I am Anonymous 11:59 and if it helps, my name is Cathy. I obviously was not the first anonymous commenter as well, because I said “you” don’t have to apologize.

I’m trying not to be rude here myself, but to read you completely dismiss that person and tell them what words they can and cannot use just because you don’t like their spelling set me off. It was perfectly obvious what they meant, pointing out a spelling mistake like that was unnecessary.

No one is going to feel encouraged to comment and join in on conversations this way, and they’re certainly not going to post under their own name if all they get for it is embarrassment.

I won’t tell you you’re not allowed to go around being a spell checker if that’s what you like to do, but I’m sorry... it’s rude.


Hear hear. People get their panties in a bunch about the odd swear word here and there being a deterrent to new posters and readers. Maybe high-handedness (or horsedness) should be on the list with the Seven Deadlies.

This person clearly has a personal axe to grind, any reasonable person can see that from the tone. This comment makes him/look worse than the library, and it isn't the kind of comment that will change any minds. People who like the library will just roll their eyes, people who don't like the library already don't like the library and people who don't use the library won't care.

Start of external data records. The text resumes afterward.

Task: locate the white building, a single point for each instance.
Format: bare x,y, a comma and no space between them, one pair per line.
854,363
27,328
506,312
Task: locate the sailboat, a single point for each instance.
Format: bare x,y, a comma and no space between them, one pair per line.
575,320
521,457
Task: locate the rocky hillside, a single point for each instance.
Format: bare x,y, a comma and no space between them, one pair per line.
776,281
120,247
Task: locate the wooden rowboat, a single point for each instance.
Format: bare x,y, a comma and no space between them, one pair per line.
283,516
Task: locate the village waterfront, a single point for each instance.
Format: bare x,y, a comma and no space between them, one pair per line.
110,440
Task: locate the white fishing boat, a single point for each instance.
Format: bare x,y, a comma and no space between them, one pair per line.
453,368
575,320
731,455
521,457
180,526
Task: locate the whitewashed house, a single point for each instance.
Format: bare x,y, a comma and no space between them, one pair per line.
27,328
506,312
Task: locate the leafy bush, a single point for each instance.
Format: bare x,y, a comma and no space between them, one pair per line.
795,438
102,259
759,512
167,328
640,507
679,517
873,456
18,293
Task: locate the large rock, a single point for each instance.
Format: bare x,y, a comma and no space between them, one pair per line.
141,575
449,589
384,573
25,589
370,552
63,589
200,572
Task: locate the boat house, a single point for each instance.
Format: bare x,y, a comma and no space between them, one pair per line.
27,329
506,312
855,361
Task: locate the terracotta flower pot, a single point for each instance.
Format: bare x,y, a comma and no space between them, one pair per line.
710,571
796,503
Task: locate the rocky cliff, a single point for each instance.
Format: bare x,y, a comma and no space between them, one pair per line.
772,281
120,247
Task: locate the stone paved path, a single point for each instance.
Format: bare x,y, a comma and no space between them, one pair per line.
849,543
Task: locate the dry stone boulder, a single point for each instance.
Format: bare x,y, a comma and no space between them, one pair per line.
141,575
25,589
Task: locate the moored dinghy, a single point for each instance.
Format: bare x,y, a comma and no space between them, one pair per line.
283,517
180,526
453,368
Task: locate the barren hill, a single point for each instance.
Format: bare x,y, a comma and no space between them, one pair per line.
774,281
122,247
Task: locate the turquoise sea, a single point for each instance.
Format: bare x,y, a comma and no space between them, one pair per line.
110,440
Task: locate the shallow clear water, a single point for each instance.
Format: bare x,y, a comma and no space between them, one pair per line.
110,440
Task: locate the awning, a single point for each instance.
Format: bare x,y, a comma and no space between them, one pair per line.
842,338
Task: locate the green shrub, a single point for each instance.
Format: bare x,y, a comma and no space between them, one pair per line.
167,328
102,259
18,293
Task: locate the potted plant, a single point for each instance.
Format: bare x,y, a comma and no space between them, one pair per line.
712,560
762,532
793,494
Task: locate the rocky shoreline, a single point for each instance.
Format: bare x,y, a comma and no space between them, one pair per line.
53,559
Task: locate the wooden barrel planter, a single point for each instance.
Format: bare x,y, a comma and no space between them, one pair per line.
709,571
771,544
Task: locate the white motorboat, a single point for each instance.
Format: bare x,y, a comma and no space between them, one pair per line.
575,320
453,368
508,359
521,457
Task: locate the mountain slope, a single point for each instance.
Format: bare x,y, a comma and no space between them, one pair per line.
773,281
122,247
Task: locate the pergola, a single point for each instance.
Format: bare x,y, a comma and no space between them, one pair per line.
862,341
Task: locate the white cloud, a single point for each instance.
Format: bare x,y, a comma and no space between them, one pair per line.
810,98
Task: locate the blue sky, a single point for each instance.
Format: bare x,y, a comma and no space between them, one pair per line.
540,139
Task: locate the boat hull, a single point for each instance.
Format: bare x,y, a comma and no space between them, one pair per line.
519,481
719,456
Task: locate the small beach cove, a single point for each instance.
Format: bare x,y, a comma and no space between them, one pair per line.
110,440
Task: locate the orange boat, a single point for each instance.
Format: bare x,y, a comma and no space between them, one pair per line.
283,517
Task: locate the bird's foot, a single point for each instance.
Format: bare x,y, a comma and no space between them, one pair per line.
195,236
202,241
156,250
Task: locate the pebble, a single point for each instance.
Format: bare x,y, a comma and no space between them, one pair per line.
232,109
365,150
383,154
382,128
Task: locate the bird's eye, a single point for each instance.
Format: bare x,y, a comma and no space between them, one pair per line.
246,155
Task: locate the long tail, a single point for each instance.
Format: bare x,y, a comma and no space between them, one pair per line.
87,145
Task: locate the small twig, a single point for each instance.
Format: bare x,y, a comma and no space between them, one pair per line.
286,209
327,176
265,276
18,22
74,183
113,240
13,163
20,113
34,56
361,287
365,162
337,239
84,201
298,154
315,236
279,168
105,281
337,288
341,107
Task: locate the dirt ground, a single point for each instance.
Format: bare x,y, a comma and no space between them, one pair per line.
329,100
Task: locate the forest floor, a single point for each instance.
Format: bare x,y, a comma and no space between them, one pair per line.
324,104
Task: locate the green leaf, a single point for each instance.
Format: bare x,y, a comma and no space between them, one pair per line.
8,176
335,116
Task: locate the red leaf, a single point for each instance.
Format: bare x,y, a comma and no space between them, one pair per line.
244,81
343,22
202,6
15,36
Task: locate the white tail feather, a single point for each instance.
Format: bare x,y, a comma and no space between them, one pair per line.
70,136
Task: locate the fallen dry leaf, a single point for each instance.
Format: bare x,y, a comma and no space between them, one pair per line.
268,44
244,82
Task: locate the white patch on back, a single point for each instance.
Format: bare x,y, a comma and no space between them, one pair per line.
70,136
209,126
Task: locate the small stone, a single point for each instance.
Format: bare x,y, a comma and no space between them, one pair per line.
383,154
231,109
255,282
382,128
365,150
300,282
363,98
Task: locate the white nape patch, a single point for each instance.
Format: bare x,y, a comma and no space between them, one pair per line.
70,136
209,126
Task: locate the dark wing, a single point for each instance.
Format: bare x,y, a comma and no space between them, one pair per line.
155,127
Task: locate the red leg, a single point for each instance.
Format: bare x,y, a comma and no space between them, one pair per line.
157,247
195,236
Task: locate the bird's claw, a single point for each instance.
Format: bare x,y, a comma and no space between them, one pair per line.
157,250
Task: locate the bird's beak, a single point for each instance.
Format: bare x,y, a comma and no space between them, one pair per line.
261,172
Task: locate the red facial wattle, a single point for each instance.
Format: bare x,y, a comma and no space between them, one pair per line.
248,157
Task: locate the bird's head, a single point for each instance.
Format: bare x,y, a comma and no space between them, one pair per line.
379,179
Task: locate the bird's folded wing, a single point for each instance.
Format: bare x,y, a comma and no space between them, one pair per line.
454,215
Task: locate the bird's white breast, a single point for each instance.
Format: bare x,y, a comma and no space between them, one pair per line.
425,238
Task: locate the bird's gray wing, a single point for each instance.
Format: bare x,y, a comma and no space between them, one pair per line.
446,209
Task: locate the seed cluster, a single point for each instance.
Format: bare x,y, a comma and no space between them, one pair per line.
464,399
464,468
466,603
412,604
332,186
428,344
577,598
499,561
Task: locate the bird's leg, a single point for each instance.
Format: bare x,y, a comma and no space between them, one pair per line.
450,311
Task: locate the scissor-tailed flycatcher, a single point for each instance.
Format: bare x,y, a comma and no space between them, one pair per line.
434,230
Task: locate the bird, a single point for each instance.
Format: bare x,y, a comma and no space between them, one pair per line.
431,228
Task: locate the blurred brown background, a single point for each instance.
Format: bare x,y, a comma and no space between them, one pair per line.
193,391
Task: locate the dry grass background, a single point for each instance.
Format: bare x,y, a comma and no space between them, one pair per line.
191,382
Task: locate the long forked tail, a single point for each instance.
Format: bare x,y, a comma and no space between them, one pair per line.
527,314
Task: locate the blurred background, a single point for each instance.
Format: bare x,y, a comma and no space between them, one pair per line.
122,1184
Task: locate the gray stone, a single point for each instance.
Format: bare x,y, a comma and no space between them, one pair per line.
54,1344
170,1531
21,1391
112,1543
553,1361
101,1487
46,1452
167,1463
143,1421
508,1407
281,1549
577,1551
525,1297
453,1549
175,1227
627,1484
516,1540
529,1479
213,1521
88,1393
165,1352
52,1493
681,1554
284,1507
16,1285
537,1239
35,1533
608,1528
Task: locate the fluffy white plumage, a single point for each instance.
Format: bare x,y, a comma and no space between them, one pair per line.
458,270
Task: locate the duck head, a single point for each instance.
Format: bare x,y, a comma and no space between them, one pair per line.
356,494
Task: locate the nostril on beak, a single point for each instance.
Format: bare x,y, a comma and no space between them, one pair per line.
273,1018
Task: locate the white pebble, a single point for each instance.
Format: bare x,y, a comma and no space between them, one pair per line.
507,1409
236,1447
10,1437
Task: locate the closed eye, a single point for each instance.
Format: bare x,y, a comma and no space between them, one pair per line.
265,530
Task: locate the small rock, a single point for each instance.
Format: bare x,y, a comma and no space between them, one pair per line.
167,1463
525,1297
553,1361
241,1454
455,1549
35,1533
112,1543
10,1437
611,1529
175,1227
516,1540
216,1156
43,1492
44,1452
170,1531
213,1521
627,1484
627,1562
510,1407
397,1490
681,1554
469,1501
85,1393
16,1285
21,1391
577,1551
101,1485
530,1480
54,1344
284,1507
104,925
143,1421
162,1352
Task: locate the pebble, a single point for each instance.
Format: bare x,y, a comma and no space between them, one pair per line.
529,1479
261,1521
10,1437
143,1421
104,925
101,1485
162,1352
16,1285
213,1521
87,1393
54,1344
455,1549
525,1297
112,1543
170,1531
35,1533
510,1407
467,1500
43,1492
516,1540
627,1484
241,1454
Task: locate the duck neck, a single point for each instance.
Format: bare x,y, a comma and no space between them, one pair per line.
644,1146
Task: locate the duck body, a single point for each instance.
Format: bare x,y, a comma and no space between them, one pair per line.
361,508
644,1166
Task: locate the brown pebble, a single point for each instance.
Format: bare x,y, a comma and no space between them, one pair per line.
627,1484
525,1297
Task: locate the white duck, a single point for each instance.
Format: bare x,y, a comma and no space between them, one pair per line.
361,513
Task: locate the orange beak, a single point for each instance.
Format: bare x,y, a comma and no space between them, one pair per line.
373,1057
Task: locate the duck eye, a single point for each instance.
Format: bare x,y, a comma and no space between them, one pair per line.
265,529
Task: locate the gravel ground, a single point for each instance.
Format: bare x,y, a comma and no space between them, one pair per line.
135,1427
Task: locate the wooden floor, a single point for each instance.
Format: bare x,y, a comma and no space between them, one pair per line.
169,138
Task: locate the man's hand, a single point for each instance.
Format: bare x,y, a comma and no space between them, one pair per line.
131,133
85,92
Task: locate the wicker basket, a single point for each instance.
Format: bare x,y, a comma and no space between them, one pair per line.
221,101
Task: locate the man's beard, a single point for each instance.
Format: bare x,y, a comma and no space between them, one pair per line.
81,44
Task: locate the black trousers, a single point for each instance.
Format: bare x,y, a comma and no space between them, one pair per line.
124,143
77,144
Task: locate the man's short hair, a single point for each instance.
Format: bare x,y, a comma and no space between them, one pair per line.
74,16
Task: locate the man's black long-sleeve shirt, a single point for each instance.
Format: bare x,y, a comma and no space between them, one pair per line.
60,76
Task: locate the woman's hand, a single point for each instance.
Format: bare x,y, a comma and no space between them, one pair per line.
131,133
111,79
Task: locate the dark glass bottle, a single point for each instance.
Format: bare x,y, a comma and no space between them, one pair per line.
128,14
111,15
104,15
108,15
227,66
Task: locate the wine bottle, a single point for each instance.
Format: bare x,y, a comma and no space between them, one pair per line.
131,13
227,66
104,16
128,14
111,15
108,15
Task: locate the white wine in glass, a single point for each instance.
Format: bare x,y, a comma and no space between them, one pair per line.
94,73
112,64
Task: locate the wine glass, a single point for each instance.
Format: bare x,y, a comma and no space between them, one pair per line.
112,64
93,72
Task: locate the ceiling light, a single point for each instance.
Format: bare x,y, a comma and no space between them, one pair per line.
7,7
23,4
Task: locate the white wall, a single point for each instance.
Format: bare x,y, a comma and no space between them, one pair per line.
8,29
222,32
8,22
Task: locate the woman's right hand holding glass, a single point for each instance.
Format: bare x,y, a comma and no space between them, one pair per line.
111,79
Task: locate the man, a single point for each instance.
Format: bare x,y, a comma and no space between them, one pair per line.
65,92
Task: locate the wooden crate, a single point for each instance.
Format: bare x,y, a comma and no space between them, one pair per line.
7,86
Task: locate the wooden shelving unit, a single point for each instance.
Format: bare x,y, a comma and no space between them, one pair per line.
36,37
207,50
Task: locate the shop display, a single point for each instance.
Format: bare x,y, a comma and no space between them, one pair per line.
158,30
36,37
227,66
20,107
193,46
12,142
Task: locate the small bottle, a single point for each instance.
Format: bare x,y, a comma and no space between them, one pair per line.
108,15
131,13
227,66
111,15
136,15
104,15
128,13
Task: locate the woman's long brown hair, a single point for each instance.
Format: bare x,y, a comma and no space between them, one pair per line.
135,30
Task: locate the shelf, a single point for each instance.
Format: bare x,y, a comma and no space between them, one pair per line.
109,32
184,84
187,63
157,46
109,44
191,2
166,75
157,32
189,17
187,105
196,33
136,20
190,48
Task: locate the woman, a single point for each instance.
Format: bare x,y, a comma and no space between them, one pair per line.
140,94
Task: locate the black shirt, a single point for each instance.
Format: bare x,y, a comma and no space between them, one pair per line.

"sitegeist" could be a new word: it appears enough on the googly. I like that the preceding thought was about news sites and current ill-mannered behavior. so has the word "sitegeist" been used in that same context before? of course it has-- website/zeitgeist: a match made in heaven.

My wife is a librarian, I am a librarian, however, as a librarian in a public library my wife was asked by one of her superiors to defend the library and its position on gaming, which it supports, on the comments to a local news story. She spent a good number of hours coming up with a response that satisfied the needs of the organization and of her boss. Now, I myself have spent a good amount of time reading the comments on various news stories on this newspapers website and it doesn't take very long to notice that, aside from anonymous posters, most of the comments are from a very small group of people, and the same people who attacked the story about the library generally attack every story they care to for the flimsiest of reasons. So, my question is, how cost effective is it to spend the time and energy trying to combat something perpetrated by a small number of trolls?

John C. Dvorak did raise that point on the latest episode of This Week in Tech. It normally is just how you describe. The problem is that there is no good theoretically solution on the j-school side of things for handling such. One was to move discussion away from actual pieces to a forum but that hasn't had blockbuster success.